The Cleveland Browns offense has hardly been anyone’s fantasy in recent years. But things are suddenly looking up for the 2013 season, due in part to some bright young stars emerging as playmakers in the Cleveland offense. The Browns have arguably the most fantasy value they’ve had in the fantasy era, when you consider the fantasy football boom really took off around the time the Browns were re-entering the league as an expansion team. With many drafts scheduled over the final weeks of the preseason, let’s take a look at a few Browns that might just help you gain the edge in your league this year. Let’s face it; You’re $20 into this thing with your coworkers now, and you really need to worry about this.
Trent Richardson – Running back
Analysis: Richardson is among the second tier of elite running backs, after a steep drop-off from backs like Adrian Peterson and Arian Foster. He figures to get a ton of carries this season and could see enough looks in the passing game to be a useful running back in PPR format leagues. Durability is perhaps the lone question mark after missing some time in his rookie season due to injury.
Projection: Late 1st - early 2nd Round
Advice: You might feel uneasy to roll with T-Rich as a featured back in most leagues, but if he is a RB #2 option for you, likely available at the turn at the end of the first and beginning of the second rounds, chances are you will have a phenomenal running back tandem.
Josh Gordon – Wide receiver
Analysis: Gordon emerged as the biggest surprise of the Browns offense last season and instantly became relevant in the fantasy world after a string of big yardage touchdown grabs in three consecutive games. Gordon’s attitude and work ethic have been subject to much debate in the offseason, after he was hit with a two game suspension for the beginning of the 2013 season. There’s no denying he has the prototypical size and skill to be among the elite receivers in the NFL.
Projection: 7th – 9th Round
Advice: Gordon will lose the first two games of the season to a suspension, but will be the Browns primary big play threat thereafter and is really starting to click with Brandon Weeden. He may slide down a bit in your draft but will be a very useful second or third receiver for someone Week 3 and beyond.

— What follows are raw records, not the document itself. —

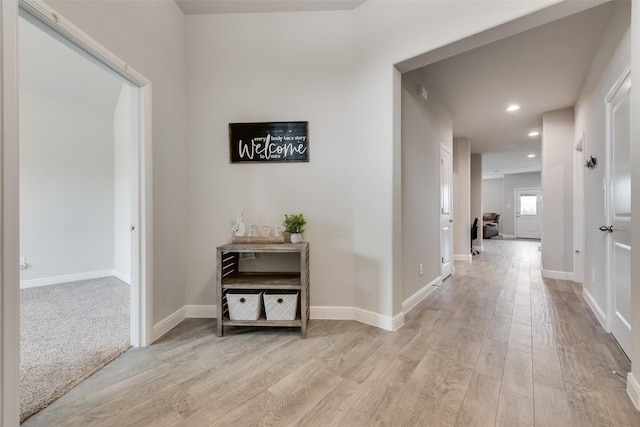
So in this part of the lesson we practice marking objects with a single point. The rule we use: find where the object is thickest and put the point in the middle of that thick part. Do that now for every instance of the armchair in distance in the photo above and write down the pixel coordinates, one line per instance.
(490, 225)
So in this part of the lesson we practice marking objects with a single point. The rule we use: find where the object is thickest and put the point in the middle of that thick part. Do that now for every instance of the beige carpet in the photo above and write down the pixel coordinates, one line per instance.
(67, 333)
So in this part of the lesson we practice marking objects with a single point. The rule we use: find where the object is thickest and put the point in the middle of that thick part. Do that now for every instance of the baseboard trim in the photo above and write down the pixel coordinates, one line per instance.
(559, 275)
(331, 313)
(410, 303)
(201, 311)
(315, 312)
(600, 314)
(168, 323)
(56, 280)
(378, 320)
(633, 390)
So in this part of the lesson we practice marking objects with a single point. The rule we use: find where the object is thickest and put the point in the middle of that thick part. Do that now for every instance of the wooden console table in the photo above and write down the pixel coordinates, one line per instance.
(228, 277)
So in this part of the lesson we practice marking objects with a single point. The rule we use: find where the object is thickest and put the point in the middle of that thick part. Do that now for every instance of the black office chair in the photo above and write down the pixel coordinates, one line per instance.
(474, 235)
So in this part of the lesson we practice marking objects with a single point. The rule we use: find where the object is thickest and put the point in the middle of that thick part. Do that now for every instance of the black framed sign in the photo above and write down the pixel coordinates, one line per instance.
(269, 142)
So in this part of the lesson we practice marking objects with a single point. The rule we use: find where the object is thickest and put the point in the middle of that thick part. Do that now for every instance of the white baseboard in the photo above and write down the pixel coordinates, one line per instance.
(416, 298)
(378, 320)
(168, 323)
(56, 280)
(125, 278)
(600, 314)
(358, 314)
(559, 275)
(318, 312)
(331, 313)
(633, 390)
(201, 311)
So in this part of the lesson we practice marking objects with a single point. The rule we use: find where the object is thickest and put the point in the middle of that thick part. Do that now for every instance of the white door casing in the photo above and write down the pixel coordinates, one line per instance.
(528, 213)
(618, 210)
(446, 214)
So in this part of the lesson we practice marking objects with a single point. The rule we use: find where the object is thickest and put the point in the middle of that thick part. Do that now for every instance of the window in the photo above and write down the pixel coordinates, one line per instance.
(528, 204)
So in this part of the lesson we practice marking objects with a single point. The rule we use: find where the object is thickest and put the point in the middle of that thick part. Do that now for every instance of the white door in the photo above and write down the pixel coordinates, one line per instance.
(528, 213)
(619, 212)
(446, 216)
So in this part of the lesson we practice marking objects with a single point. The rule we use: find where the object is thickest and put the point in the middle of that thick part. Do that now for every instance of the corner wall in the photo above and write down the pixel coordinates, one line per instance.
(462, 199)
(557, 191)
(610, 60)
(425, 125)
(476, 196)
(633, 379)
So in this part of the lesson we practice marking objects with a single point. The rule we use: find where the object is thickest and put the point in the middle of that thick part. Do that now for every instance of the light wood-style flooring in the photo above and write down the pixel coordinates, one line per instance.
(495, 345)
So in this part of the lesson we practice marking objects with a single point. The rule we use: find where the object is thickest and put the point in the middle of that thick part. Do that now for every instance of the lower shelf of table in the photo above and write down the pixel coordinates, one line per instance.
(263, 322)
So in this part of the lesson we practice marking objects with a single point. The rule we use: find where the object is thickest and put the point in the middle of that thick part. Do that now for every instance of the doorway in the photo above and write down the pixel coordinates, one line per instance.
(528, 213)
(618, 209)
(446, 214)
(141, 232)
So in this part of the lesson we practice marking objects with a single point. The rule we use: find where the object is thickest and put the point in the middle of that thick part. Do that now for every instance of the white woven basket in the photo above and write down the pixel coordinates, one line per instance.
(280, 306)
(244, 306)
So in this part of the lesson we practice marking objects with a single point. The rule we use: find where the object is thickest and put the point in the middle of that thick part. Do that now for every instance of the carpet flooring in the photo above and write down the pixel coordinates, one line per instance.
(68, 332)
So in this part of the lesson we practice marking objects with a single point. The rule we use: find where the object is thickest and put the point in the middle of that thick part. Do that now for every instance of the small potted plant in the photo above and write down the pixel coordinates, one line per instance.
(294, 224)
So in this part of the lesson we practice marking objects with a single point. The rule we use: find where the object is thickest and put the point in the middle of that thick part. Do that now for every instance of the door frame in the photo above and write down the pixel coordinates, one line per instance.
(626, 74)
(142, 179)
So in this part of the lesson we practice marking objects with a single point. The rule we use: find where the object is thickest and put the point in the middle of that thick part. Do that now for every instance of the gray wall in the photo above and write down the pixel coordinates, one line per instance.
(476, 194)
(510, 183)
(557, 190)
(425, 125)
(461, 196)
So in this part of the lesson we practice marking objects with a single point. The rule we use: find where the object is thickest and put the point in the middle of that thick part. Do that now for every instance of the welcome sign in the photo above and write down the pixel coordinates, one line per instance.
(269, 142)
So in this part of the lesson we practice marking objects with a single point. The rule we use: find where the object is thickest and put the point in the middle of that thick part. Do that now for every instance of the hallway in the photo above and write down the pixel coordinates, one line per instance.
(495, 345)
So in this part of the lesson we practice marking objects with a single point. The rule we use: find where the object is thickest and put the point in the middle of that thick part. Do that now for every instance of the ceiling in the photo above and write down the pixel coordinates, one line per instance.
(50, 68)
(541, 70)
(201, 7)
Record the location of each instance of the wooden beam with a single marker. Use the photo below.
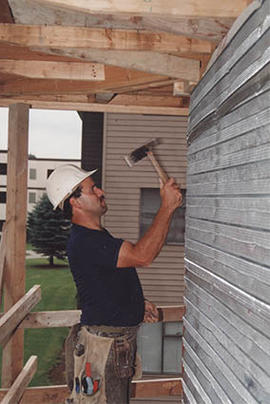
(210, 29)
(6, 15)
(3, 247)
(100, 38)
(16, 391)
(16, 211)
(95, 107)
(53, 70)
(142, 388)
(69, 318)
(151, 62)
(144, 100)
(157, 388)
(158, 8)
(117, 80)
(12, 318)
(181, 88)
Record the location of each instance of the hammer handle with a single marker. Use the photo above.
(162, 175)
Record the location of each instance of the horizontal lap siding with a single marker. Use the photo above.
(163, 281)
(227, 246)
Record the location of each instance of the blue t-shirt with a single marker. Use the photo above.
(108, 295)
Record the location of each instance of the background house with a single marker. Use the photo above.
(38, 171)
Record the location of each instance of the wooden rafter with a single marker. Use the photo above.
(95, 107)
(116, 79)
(16, 391)
(94, 38)
(151, 62)
(5, 15)
(141, 8)
(53, 70)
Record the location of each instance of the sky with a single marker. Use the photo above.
(52, 134)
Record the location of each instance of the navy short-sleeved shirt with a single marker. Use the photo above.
(108, 295)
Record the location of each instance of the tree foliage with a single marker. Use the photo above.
(48, 230)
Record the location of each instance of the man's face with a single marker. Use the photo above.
(92, 198)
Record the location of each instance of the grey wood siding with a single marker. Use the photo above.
(163, 281)
(227, 323)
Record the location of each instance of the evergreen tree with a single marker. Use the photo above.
(48, 230)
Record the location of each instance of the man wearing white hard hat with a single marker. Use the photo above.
(109, 290)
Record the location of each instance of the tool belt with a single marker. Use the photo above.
(124, 347)
(101, 352)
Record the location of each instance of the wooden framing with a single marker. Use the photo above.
(16, 391)
(45, 319)
(99, 38)
(14, 284)
(16, 313)
(141, 388)
(3, 246)
(53, 70)
(152, 62)
(95, 107)
(141, 8)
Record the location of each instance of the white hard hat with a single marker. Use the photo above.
(63, 181)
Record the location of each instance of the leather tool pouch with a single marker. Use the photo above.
(90, 357)
(125, 353)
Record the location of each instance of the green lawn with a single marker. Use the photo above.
(58, 293)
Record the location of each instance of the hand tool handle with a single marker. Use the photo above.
(162, 175)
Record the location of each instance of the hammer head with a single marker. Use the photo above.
(141, 152)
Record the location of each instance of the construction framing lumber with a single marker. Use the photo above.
(151, 62)
(17, 389)
(46, 319)
(10, 320)
(159, 8)
(94, 107)
(100, 38)
(117, 80)
(53, 70)
(144, 100)
(140, 388)
(16, 211)
(157, 388)
(3, 247)
(6, 15)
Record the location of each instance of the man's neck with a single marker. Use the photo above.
(90, 223)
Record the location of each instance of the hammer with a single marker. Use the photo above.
(147, 151)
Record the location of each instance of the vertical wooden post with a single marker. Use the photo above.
(16, 211)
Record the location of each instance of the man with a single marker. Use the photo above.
(109, 290)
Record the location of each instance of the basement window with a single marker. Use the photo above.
(160, 347)
(32, 197)
(150, 202)
(33, 174)
(49, 171)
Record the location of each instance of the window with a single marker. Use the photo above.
(32, 197)
(150, 202)
(49, 171)
(160, 347)
(33, 174)
(3, 197)
(3, 168)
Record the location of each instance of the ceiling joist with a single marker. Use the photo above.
(151, 62)
(117, 80)
(159, 8)
(95, 107)
(99, 38)
(53, 70)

Greg Little – Wide receiver
Analysis: Greg Little was in position to be the Browns’ number one target last season, prior to the emergence of Josh Gordon in this offense. While he wasn’t much more than a possession receiver down the stretch, Little can be counted among the players who have the most to gain out of the switch to a Norv Turner offense. The first two weeks of the season with Gordon serving suspension could be crucial for Little establishing himself as a target Brandon Weeden can rely on. Little heads into 2013 with a new number and perhaps a new attitude but the same questions of consistency linger. He has struggled mightily with dropped passes since entering the league.

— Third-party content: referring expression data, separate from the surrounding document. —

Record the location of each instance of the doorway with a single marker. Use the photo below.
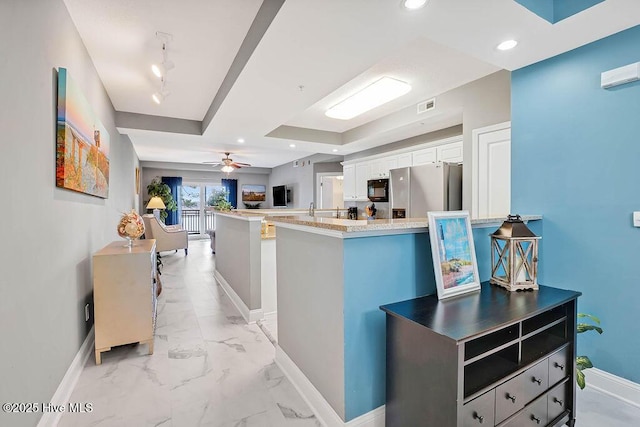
(195, 199)
(330, 190)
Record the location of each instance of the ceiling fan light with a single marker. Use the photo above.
(161, 70)
(413, 4)
(377, 93)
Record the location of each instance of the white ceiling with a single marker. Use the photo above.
(329, 47)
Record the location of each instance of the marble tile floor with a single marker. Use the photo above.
(209, 367)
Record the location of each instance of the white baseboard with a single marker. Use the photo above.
(250, 316)
(69, 381)
(323, 411)
(614, 386)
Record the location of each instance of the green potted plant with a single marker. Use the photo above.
(219, 201)
(583, 362)
(162, 190)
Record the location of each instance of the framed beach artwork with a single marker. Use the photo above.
(454, 256)
(82, 142)
(254, 193)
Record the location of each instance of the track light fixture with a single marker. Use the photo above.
(161, 70)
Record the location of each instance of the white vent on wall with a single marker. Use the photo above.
(425, 106)
(619, 76)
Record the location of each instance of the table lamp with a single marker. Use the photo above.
(156, 204)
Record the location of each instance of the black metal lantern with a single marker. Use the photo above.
(514, 256)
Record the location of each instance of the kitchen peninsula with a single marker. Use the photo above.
(246, 257)
(333, 275)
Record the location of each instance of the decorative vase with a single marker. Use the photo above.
(130, 227)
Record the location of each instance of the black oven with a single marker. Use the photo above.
(378, 190)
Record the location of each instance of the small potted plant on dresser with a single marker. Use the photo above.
(583, 362)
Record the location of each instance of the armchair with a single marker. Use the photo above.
(168, 238)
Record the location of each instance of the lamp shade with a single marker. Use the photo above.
(156, 203)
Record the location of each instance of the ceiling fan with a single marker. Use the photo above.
(228, 164)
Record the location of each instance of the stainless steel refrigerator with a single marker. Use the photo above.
(432, 187)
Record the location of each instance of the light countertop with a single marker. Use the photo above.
(359, 225)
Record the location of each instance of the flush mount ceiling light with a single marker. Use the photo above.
(413, 4)
(507, 44)
(379, 92)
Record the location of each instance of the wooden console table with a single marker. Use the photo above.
(124, 295)
(490, 358)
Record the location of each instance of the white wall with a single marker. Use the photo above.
(302, 179)
(48, 234)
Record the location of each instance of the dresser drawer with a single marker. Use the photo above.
(557, 400)
(480, 411)
(509, 398)
(534, 415)
(559, 366)
(535, 380)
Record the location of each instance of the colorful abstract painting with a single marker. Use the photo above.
(82, 142)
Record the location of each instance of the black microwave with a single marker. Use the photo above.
(378, 190)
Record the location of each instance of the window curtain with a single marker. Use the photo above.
(231, 187)
(174, 183)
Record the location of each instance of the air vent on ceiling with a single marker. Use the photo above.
(425, 106)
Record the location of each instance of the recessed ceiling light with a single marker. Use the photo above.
(507, 44)
(413, 4)
(377, 93)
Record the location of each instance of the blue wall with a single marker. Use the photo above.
(377, 271)
(576, 160)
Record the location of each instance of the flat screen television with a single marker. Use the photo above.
(279, 195)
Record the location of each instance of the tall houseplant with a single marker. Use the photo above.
(583, 362)
(162, 190)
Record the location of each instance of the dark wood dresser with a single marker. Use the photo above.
(489, 358)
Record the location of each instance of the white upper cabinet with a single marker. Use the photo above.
(376, 169)
(357, 173)
(450, 152)
(424, 156)
(404, 160)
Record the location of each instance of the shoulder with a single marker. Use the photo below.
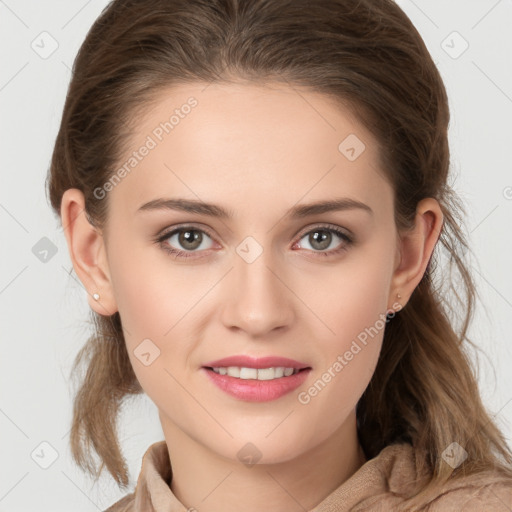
(474, 494)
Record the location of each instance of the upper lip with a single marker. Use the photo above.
(256, 362)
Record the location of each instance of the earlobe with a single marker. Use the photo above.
(87, 251)
(416, 248)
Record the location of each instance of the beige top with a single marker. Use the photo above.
(380, 484)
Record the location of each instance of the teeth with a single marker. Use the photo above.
(254, 373)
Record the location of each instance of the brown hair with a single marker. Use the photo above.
(362, 53)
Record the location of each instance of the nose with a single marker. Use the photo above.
(257, 297)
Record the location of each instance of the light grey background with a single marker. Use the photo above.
(44, 309)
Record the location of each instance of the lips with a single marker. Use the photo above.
(257, 362)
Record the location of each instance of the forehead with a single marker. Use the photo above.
(234, 143)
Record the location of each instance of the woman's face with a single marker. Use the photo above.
(268, 279)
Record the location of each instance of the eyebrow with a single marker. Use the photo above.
(213, 210)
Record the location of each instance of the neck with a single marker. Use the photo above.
(209, 482)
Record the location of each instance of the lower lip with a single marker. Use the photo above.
(253, 390)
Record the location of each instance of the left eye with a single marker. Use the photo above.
(188, 238)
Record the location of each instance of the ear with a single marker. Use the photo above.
(415, 248)
(87, 251)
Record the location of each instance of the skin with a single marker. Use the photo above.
(257, 151)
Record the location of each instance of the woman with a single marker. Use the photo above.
(252, 194)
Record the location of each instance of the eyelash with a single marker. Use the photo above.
(190, 254)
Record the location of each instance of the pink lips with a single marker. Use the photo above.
(256, 362)
(254, 390)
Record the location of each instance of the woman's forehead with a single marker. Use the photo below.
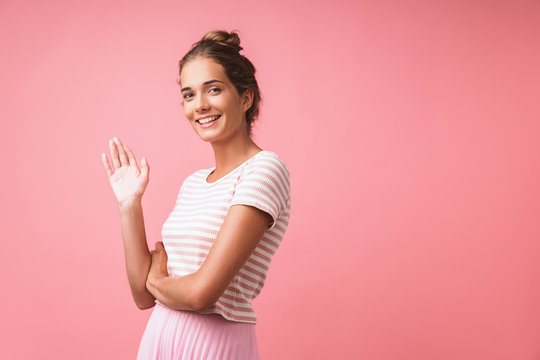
(200, 70)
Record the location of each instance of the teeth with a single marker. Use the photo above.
(209, 119)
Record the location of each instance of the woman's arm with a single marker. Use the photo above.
(238, 237)
(136, 252)
(128, 183)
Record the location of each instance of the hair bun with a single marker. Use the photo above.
(224, 38)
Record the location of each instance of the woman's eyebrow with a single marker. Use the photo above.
(204, 83)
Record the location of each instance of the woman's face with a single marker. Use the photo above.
(211, 103)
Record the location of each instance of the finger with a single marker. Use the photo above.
(114, 154)
(106, 164)
(131, 156)
(145, 168)
(123, 158)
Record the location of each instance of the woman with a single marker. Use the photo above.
(226, 225)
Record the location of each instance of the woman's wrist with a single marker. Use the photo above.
(130, 203)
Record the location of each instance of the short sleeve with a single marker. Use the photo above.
(264, 184)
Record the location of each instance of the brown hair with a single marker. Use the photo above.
(224, 48)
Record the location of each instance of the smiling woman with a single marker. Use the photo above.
(226, 225)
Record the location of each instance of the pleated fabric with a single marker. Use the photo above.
(187, 335)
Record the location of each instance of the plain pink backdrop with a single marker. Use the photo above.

Projection: 14th - 15th Round
Advice: Little will likely come off the board near the end of most drafts and has more upside than comparable receivers taken around that time. Look for him to continue his role as a possession receiver, as opposed to a big play threat, until he can prove otherwise.

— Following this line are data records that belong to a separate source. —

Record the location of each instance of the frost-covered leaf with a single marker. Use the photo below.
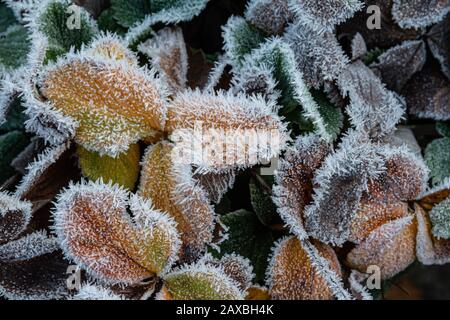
(430, 250)
(404, 136)
(127, 13)
(173, 190)
(339, 186)
(443, 129)
(419, 13)
(389, 35)
(200, 282)
(221, 131)
(11, 144)
(372, 214)
(280, 58)
(319, 55)
(262, 203)
(123, 170)
(95, 292)
(14, 216)
(256, 80)
(326, 14)
(404, 178)
(7, 17)
(292, 274)
(373, 109)
(53, 20)
(270, 16)
(96, 231)
(428, 94)
(243, 227)
(397, 65)
(33, 268)
(391, 247)
(294, 180)
(167, 50)
(23, 159)
(438, 39)
(435, 195)
(216, 184)
(437, 157)
(114, 104)
(15, 117)
(50, 171)
(440, 219)
(359, 47)
(167, 12)
(240, 38)
(257, 293)
(14, 47)
(236, 267)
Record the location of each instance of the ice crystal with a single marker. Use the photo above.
(419, 13)
(95, 230)
(236, 267)
(168, 12)
(430, 250)
(293, 276)
(270, 16)
(200, 281)
(391, 247)
(123, 170)
(168, 53)
(324, 15)
(294, 180)
(32, 268)
(172, 189)
(437, 157)
(95, 292)
(240, 38)
(231, 123)
(340, 184)
(277, 54)
(440, 219)
(14, 216)
(439, 43)
(397, 65)
(373, 108)
(110, 115)
(427, 94)
(318, 56)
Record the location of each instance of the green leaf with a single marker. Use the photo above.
(127, 13)
(54, 23)
(11, 144)
(249, 238)
(200, 282)
(107, 22)
(123, 170)
(262, 203)
(443, 129)
(240, 39)
(15, 118)
(437, 157)
(7, 17)
(14, 46)
(331, 115)
(440, 219)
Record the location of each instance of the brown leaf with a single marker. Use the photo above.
(428, 94)
(397, 65)
(438, 39)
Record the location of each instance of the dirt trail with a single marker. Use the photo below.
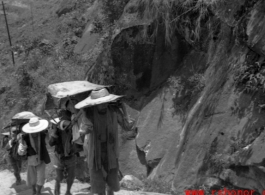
(8, 187)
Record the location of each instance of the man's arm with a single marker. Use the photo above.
(86, 125)
(123, 119)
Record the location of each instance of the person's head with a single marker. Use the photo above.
(102, 107)
(34, 134)
(70, 106)
(14, 130)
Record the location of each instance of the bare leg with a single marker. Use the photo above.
(70, 179)
(59, 178)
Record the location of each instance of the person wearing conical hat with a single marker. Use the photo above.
(34, 147)
(9, 146)
(102, 140)
(64, 153)
(15, 134)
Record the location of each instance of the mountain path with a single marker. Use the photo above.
(8, 187)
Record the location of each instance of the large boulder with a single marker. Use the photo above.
(255, 28)
(131, 183)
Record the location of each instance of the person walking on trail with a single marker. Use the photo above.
(33, 145)
(102, 139)
(65, 157)
(10, 147)
(77, 122)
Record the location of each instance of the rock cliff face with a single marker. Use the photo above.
(196, 124)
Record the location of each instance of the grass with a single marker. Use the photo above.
(188, 17)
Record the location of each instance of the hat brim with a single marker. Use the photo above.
(42, 126)
(88, 102)
(23, 115)
(55, 121)
(6, 134)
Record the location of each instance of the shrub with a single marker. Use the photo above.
(251, 77)
(157, 185)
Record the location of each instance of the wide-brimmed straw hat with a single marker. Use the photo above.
(35, 125)
(97, 97)
(6, 134)
(55, 121)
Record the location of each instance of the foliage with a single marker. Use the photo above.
(113, 9)
(157, 185)
(185, 90)
(251, 76)
(188, 17)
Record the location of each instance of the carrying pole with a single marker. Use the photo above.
(9, 37)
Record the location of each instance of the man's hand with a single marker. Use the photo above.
(22, 147)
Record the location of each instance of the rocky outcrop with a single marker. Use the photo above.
(65, 7)
(196, 127)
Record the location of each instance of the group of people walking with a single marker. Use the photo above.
(90, 125)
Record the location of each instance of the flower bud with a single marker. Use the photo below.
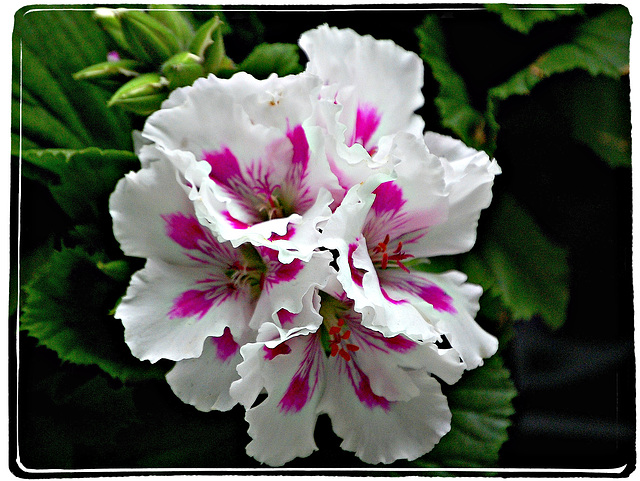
(108, 19)
(108, 69)
(182, 69)
(214, 53)
(142, 95)
(204, 37)
(149, 40)
(175, 21)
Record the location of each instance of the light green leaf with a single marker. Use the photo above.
(524, 17)
(600, 46)
(85, 177)
(452, 101)
(529, 271)
(49, 46)
(268, 58)
(67, 310)
(481, 405)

Jordan Cameron – Tight end
Analysis: It’s difficult to handicap how productive Cameron will be in the Browns offense, but all signs point to heavy rotation. Much has been made about the role of the tight end in Norv Turner offenses and Turner is banking on Cameron emerging as a major target in the offense this season. With an athletic 6’5” frame, he will always be a big target and could develop into a safety blanket for Brandon Weeden, as he matures as an NFL quarterback.
Advice: Keep an eye on Cameron’s progress starting Week 1 and be ready to put in a waiver wire claim, especially if you drafted a tight end late or production is lacking early on.
Brandon Weeden – Quarterback
Analysis: Weeden figures to improve upon his rookie season, but the reality is that there’s still a lot of growth that needs to be made. He enters this season surrounded by young talent on offense and with a new offense that is more tailored around his abilities. But with Trent Richardson promised a boatload of carries, it doesn’t seem like Weeden will be throwing the ball nearly enough to think that he’ll be putting up gaudy fantasy-type numbers.
Advice: Weeden would have to surpass expectations by leaps and bounds in order to gain fantasy relevance in anything other than the deepest leagues. Even then, it’s unlikely he could be considered anything more than a fantasy backup or plug-and-play. Don’t spend a draft pick here.